Breakpoint universe (the NYSE-breakpoint analog)
Crypto has no listing threshold — anyone can mint a token — so if size/momentum breakpoints are computed over all coins, the bottom deciles are pure microcap dust and the sort is dominated by economically irrelevant assets. Following the Fama-French convention of computing breakpoints on NYSE stocks only, we compute the cut points on an investable reference set (top-N by market cap, or a market-cap floor) and then assign all coins. This prices the full cross-section (no cherry-picking) with economically meaningful, snapshot-stable breakpoints. It is the single most consequential choice — see Results.
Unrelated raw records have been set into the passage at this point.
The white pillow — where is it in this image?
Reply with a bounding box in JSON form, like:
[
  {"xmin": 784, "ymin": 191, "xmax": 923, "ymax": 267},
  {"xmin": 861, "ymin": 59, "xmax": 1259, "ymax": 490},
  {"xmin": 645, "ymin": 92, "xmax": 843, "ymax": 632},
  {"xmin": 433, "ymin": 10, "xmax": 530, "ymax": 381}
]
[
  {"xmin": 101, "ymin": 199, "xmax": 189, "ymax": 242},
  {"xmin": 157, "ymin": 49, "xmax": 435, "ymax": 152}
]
Gap-handling (consecutive-week returns)
A coin with a data gap, naively, produces a multi-week return mislabelled as one week (price / previous-available-price). These spurious extremes land in the size/momentum tails. The consecutive-week rule uses a return only when the prior calendar week actually exists.
Investable-momentum
Momentum is measured only over weeks in which the coin was continuously investable (≥ $1M throughout the lookback). Otherwise a coin that just crossed the size threshold on a one-off pump enters the winner portfolio with about-to-reverse “momentum”.
Data Pipeline
- Retrieval: Daily cryptocurrency snapshots from CoinMarketCap via
crypto2::crypto_listings(). Survivorship-bias free. - Processing: Returns computed from end-of-week prices. Return cap (9,900%) and implied supply filter applied. Aggregated to weekly (sharp-year or Monday-Monday) and monthly panels.
- Liu exact factors:
compute_factors_liu()with hardcoded 30/40/30 breakpoints →factors_liu.parquet - Variant factors:
compute_factors()with parametric breakpoints across all 576 combinations - Portfolios:
compute_portfolios()— decile sorts on size and momentum - Export: All files uploaded to Hugging Face as CSV/Parquet.
Citation
If you use these data in your research, please cite Stoeckl (2026) and Liu et al. (2022).